Con la convocazione delle elezioni per il 4 marzo la campagna elettorale può dirsi avviata, ma basta dare un'occhiata ai sondaggi per rendersi conto che gli scenari del dopo voto sono ancora da brivido. Il rischio dello stallo è fortissimo, anche se mancano ancora due mesi al voto e tantissimi sono ancora gli indecisi. Evitare a tutti i costi - anche sacrificando le già scarse speranze di approvare lo ius soli - rischiosi voti di fiducia ha permesso ieri al Quirinale di sciogliere le Camere mantenendo intatta l'arma di riserva: il governo di Paolo Gentiloni. «Quello delle elezioni non è mai un passaggio drammatico», ha confidato all'Ansa ieri sera lo stesso Mattarella al termine di una giornata che ha consumato nel solo pomeriggio tutti i passaggi costituzionali.
 
Con un governo che garantisce la stabilità sino all'arrivo del prossimo, il possibile dramma di un risultato elettorale alla tedesca rientra nella fisiologia istituzionale e il tempo che - dopo il 4 marzo - servirà per mettere su una maggioranza e un governo non scorrerà senza un esecutivo in grado di guidare il Paese e i rappresentarlo nei vertici internazionali. Gentiloni ieri in conferenza stampa ha sottolineato un altro concetto caro a Mattarella. Ovvero che la legge elettorale non indica un candidato premier. In un sistema parlamentare come il nostro significa che l'incarico per formare un governo non è detto lo abbia chi arriva primo, ma chi ha più chance di costruire una maggioranza in Parlamento. Il sentiero che Mattarella e Gentiloni hanno costruito nell'anno di governo e dopo la brutta sconfitta referendaria punta a salvaguardare l'unica possibilità di riserva che può avere il Paese in caso di tempi lunghi o di stallo.

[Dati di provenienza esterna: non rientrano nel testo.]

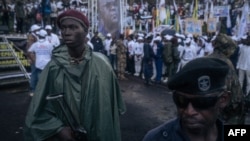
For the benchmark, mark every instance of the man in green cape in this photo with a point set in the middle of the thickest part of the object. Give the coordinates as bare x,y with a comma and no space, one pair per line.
88,85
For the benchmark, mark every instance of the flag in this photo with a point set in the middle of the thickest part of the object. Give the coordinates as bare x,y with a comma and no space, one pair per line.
157,21
195,12
206,12
211,13
191,7
162,11
167,20
178,23
229,25
243,20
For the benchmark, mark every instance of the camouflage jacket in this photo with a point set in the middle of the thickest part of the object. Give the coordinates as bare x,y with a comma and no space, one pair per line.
234,113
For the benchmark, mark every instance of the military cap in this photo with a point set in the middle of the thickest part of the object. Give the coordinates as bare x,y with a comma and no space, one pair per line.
200,76
224,43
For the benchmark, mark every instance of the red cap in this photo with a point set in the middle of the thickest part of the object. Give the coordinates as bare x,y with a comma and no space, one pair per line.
73,14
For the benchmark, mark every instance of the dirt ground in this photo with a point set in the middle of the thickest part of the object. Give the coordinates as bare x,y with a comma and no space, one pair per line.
147,107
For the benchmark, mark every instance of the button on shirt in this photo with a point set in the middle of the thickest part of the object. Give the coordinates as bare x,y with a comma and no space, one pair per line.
43,51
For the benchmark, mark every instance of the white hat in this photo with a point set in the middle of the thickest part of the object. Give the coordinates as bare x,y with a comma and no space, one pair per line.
34,27
158,38
48,27
42,33
213,38
88,36
140,35
108,35
168,37
235,38
179,40
244,37
190,35
188,40
140,38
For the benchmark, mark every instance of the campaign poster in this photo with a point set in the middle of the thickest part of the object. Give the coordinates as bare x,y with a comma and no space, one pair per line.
211,25
193,26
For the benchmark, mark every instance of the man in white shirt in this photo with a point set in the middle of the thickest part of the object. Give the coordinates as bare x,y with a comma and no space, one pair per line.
43,52
107,43
51,37
189,52
138,51
243,64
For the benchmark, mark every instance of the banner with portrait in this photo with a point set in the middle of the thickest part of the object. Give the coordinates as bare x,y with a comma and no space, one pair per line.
193,26
211,25
109,18
221,11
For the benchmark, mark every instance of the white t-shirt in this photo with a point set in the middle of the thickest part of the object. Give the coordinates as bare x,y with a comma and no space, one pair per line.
131,46
107,43
43,52
138,48
53,39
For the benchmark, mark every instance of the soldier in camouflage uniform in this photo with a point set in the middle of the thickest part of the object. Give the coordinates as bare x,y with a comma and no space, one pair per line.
234,113
121,58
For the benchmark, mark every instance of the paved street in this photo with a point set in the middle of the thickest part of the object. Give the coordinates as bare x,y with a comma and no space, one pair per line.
147,107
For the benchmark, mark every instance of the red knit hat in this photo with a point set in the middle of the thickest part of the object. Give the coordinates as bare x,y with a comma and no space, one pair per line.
73,14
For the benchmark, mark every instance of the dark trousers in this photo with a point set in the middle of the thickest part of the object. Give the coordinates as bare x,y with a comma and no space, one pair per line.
147,70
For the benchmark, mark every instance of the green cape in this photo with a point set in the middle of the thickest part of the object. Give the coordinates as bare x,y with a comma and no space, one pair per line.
91,91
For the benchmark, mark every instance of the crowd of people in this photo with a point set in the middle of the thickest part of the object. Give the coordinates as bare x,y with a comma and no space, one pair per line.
208,74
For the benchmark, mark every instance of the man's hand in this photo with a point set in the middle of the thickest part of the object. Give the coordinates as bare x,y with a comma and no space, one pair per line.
65,134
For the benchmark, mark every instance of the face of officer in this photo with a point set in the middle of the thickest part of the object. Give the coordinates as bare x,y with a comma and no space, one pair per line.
198,113
109,11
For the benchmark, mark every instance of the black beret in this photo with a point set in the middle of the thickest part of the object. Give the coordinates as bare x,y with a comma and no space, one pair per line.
200,76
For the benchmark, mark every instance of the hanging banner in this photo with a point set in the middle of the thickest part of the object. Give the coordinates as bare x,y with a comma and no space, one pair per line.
221,11
193,26
211,25
109,19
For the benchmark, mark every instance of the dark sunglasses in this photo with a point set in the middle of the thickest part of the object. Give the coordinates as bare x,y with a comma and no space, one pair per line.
198,102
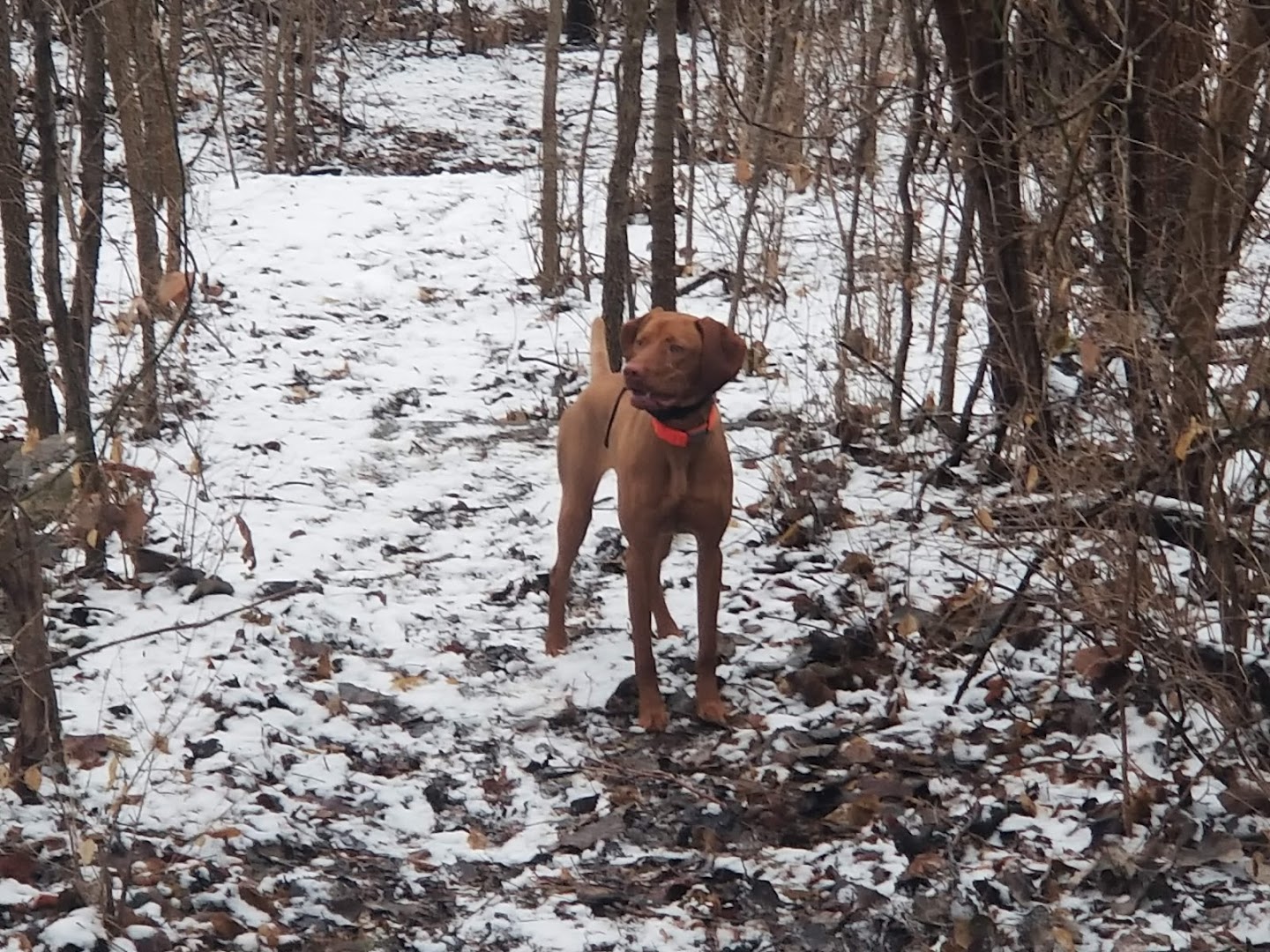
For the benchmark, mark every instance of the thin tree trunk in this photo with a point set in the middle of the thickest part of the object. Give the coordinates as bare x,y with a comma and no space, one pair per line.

Un percorso che lascia l'attuale esecutivo nel pieno esercizio delle sue funzioni anche dopo l'insediamento delle Camere il 23 marzo. Basta osservare che, per strane coincidenze da calendario, proprio il 23 marzo a Bruxelles si riunisce il Consiglio europeo per discutere un tema non da poco come il piano franco-tedesco di rilancio dell'Europa. Gli appuntamenti europei, come l'emergenza sbarchi o la missione in Niger o la preparazione del Def che va fatta dopo una forte interlocuzione con Bruxelles, sono solo alcuni dei motivi che hanno spinto il Quirinale a preservare il più possibile l'attuale governo. In questo modo si stempera la preoccupazione per il dopo voto, dovuta alla crisi dei partiti tradizionali e al sorgere di forze populiste. D'altra parte si tratta dell'esperienza che per lungi mesi ha fatto la Spagna e che ora sta facendo la Germania. Esempi che ieri mattina non a caso Gentiloni ha citato sottolineando con ironia «l'italianizzazione» che hanno subito questi paesi in fatto di instabilità «senza però avere i politici italiani». Dopo il voto non si tratta quindi di mettere su un governo del presidente, ma un governo politico che abbia una solida maggioranza per andare avanti o, in caso di stallo, un governo in grado di risolvere il problema della governabilità. E Gentiloni, che non si considera una riserva della Repubblica, sembra avere non poche chance nella seconda ipotesi.